BI in an Enterprise Data Warehouse without ETL
New, automated data warehouses are changing the game, by allowing Extract-Load-Transform (ELT) within an enterprise data warehouse. They can address:
- Data not in suitable form for reporting
- Data has quality issues
- Strain on transactional database performance
- Data dispersed across many systems
- Lack of historic information
The primary benefit is shorter time to analysis. With an automated data warehouse, you can go from raw data to analysis in minutes or hours, instead of weeks to months.
From Monolithic Data Warehouse to Agile Data Infrastructure
Data warehouses have come a long way. The monolithic Enterprise Data Warehouse (EDW), which required a multi-million dollar project to setup, and allowed only very limited BI analysis on specific types of structured data, is soon to be a thing of the past.
Today there are two quick, low cost ways to get from raw data to business insights:
- Data lake with an ELT strategy — does not allow the same critical business analysis as the EDW. But a data lake lets you do more with BI, extracting insights from enterprise data that was not previously accessible.

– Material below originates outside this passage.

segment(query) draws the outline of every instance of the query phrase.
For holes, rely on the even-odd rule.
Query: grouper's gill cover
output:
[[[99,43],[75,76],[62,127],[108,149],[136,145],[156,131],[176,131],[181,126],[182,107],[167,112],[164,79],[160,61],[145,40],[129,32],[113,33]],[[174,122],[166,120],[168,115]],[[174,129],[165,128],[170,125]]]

- Automated data warehouse — new ELT tools let you pull data into a cloud data warehouse, prepare and optimize the data automatically, and conduct transformations on the fly to organize the data for analysis. With a smart data warehouse and an integrated BI tool, you can literally go from raw data to insights in minutes.
The slow-moving ETL dinosaur is not acceptable in today’s business environment. Organizations are saving money and making business decisions faster, by simplifying and streamlining process the data preparation process.